Paralelismo entre la Roma Imperial y el mundo de hoy

Autora: Lucrecia Roper 



El mundo romano del siglo I ofrece la impresión de majestad, de orden y de poderío, que se desprende de su magnífico sistema político; pero también encontramos una incesante y progresiva ruina de la humanidad.

Roma era el símbolo de todo el Imperio: pero si alguien levantaba la máscara de aquella paz augusta, pronto veía que esa serenidad encubría un gran desorden, y una gran sed por saber qué hacían los hombres sobre la tierra y cómo vivir en un mundo que carecía de todo ideal que no fuera el de aumentar el número de placeres.

Los mejores comprendían que el peligro no venía tanto de los bárbaros, cuanto de aquel gusano que roía ya el alma del Imperio. San Jerónimo haría años más tarde el diagnóstico perfecto: lo que hace tan fuertes a los bárbaros son nuestros vicios.

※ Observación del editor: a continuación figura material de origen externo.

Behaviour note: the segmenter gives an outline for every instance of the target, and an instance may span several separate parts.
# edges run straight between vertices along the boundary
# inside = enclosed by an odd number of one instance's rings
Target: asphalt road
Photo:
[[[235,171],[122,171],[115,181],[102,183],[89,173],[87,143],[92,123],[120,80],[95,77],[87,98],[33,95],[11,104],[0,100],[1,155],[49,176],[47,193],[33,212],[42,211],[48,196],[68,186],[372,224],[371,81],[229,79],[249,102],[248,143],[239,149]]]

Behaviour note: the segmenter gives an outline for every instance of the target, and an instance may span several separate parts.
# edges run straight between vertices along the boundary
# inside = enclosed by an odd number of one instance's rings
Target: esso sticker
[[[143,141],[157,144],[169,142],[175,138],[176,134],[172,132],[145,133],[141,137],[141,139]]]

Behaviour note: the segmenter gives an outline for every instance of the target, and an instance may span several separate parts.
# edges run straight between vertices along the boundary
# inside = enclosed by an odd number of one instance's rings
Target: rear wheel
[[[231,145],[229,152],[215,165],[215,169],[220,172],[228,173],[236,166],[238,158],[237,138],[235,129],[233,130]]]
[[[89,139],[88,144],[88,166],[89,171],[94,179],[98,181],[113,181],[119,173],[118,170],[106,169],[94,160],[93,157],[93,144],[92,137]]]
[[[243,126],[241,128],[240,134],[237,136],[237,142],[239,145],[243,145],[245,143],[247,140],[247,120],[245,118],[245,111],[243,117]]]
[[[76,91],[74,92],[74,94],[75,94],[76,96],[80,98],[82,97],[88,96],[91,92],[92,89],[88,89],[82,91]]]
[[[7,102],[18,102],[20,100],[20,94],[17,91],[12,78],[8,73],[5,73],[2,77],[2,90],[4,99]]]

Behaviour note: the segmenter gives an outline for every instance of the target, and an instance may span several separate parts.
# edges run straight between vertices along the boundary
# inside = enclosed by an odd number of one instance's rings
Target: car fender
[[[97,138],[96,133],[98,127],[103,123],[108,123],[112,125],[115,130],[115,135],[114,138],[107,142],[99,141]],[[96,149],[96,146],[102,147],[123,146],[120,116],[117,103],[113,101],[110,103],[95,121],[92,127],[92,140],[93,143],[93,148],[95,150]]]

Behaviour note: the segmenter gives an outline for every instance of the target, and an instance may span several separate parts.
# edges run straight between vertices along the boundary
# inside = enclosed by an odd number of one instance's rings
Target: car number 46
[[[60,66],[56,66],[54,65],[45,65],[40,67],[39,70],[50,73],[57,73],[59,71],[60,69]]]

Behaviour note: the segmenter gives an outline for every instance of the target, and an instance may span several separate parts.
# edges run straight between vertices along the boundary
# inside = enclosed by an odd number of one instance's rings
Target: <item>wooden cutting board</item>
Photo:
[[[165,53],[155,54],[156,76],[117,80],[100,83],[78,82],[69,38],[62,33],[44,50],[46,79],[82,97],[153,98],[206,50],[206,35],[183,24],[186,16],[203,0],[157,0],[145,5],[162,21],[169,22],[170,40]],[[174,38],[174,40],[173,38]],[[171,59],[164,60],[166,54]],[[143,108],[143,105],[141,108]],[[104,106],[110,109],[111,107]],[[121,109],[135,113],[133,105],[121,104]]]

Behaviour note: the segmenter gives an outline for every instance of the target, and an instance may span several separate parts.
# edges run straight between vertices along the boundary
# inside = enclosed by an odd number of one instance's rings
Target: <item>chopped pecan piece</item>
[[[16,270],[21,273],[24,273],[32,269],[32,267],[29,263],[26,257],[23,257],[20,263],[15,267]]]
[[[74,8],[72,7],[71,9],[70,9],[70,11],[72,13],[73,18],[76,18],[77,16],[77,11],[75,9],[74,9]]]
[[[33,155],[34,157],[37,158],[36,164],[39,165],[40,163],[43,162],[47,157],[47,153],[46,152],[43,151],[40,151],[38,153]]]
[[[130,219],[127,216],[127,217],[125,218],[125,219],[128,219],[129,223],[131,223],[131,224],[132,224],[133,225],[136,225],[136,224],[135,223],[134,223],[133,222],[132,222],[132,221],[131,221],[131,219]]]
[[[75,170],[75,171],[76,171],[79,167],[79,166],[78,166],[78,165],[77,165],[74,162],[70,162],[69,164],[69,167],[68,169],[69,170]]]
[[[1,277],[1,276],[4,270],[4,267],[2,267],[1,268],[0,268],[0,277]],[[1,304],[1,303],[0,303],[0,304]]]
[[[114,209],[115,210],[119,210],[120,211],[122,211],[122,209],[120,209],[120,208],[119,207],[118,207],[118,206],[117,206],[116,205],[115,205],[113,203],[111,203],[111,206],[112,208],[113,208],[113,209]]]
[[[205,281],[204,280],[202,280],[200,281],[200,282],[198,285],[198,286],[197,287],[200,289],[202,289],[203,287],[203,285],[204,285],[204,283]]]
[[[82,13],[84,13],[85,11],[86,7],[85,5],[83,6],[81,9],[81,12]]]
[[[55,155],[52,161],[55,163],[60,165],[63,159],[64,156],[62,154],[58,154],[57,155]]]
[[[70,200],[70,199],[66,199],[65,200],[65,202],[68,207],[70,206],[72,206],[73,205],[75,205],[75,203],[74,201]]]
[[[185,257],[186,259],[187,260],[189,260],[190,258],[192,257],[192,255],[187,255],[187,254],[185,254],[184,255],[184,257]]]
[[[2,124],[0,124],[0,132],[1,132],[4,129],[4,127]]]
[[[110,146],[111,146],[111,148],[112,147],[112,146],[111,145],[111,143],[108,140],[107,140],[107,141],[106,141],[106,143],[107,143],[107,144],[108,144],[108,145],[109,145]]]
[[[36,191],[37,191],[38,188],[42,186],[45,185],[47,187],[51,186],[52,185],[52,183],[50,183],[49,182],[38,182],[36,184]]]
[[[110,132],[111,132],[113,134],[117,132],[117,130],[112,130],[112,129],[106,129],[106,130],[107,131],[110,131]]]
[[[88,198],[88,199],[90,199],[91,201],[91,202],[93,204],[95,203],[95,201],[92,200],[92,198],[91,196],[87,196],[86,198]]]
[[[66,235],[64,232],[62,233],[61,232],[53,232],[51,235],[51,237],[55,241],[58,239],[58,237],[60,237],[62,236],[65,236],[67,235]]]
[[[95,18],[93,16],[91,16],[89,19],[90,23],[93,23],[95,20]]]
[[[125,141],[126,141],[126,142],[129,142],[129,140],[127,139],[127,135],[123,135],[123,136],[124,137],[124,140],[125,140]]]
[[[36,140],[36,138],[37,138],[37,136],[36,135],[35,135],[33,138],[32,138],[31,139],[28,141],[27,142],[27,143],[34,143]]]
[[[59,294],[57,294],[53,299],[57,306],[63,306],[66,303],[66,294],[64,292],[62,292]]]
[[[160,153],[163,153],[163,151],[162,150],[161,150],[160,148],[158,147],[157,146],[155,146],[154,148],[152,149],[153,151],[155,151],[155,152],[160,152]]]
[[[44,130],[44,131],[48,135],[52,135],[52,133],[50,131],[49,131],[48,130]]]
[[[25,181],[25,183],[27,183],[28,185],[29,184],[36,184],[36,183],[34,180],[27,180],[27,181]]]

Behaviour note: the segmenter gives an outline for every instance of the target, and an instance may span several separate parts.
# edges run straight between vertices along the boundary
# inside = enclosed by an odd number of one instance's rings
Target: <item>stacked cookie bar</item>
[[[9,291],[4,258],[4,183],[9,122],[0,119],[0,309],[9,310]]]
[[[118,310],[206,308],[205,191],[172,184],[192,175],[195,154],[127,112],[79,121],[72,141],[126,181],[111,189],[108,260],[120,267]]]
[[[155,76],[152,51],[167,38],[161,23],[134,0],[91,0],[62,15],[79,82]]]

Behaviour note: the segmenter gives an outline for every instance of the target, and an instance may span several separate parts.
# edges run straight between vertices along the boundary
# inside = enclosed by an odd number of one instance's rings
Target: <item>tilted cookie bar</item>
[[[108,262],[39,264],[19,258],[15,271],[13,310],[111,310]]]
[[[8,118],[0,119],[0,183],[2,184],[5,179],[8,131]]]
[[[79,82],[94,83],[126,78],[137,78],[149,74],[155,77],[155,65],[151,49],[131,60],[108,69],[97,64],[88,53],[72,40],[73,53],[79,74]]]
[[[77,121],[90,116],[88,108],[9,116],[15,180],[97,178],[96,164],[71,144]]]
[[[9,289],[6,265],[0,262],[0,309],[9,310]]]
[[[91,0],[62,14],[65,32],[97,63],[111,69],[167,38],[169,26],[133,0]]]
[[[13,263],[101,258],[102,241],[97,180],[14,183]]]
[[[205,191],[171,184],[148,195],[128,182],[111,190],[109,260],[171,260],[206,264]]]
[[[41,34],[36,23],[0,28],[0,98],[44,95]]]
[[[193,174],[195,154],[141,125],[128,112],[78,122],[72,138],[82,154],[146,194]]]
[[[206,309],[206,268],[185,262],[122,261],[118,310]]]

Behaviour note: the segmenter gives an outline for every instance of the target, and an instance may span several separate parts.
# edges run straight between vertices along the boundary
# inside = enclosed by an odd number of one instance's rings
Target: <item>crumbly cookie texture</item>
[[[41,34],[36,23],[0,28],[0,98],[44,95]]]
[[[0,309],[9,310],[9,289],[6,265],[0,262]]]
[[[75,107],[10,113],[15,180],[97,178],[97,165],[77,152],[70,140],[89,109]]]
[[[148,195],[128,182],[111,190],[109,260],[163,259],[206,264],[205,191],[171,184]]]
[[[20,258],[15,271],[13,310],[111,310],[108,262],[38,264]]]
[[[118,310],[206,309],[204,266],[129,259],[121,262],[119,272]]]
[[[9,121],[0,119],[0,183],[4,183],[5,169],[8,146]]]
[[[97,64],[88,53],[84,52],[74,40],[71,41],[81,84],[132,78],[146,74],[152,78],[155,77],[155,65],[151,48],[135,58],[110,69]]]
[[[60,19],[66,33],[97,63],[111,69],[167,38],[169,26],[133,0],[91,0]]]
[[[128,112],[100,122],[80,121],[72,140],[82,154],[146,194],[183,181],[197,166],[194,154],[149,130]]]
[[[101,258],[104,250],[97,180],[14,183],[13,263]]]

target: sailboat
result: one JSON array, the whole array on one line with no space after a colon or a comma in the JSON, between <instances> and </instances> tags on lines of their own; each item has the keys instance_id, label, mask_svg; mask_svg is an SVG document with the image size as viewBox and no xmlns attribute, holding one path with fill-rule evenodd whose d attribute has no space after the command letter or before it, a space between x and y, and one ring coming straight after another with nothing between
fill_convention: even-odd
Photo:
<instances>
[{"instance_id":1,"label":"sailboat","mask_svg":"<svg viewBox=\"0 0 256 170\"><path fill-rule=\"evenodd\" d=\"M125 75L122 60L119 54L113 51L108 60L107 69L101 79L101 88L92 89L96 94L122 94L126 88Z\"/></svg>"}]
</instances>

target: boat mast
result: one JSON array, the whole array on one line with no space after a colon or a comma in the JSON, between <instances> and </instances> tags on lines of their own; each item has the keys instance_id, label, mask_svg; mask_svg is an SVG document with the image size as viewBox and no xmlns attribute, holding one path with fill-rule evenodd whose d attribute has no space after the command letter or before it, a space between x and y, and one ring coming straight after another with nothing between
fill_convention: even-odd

La crisis más visible era la moral, pues la corrupción se exhibía sin el menor recato. A un clima de lujo se sumaba una vida de ociosidad. La búsqueda de exquisiteces no tenía freno. Todo ello contrastaba con la pobreza de los pobres y con el abuso de esclavos. 

La economía basada en la esclavitud, suponía un retroceso porque feminizaba a los amos y los hacía incapaces para trabajar. Aumentaba el número de trabajadores improductivos. El esclavismo era no sólo una brutal injusticia, sino también un enorme error económico. No sólo desplazó al campesinado libre, sino que no lo sustituyó por nada. ¿Quién se preocupaba por mejorar los medios de producción cuando los esclavos la hacían tan barata? Esto nos puede recordar el trato, a nivel casi de esclavos, de los que hoy día trabajan en la industria de la maquila.

Pero el esclavismo era un sistema que sólo podía alimentarse con la guerra . Sólo había dos maneras de sostener la economía: los impuestos y el pillaje de las provincias conquistadas. Ambos hacían crecer el odio que carcomía los cimientos del Imperio, que se convertía así en la realización perfecta de la estatua bíblica con cabeza de oro y pies de barro.

Tito Livio describía así la situación de la época: Hemos llegado a un punto en el que ya no podemos soportar ni nuestros vicios, ni los remedios que de ellos nos curarían.

La capital del Imperio rebosaba de magos, astrólogos y todo tipo de farsantes charlatanes. Roma estaba llena de santuarios a Isis y Osiris. La fe de las masas se centraba en lo astrológico y en ritos ocultistas de magos. Pensaban que la vida era conducida por las estrellas. Había una enorme sed de maravillosismo. Era comprensible que todo este estado de cosas creara en los romanos un gran vacío espiritual y que por todas partes se soñase un cambio en el mundo.

En su Egloga IV, Virgilio escribió unos versos anunciando el nacimiento de un niño milagroso con el que llegaría al mundo una edad de oro. En la Capilla Sixtina se pintó, por eso, a la Sibila de Cumas, como anunciadora de este mesías esperado. Hoy, no se reconoce a este poema su carácter religioso, pero sí se le ve como expresión de la tensa espera en la que vivían los mejores espíritus.

Los romanos se reían de las costumbres judías y cristianas, porque el hombre siempre gusta de defenderse con risas de aquellas novedades que le desbordan y amenazan sus viejas rutinas. ¿No es verdad que actualmente algunos sufren también la ironía de quienes no son capaces de vivir la castidad?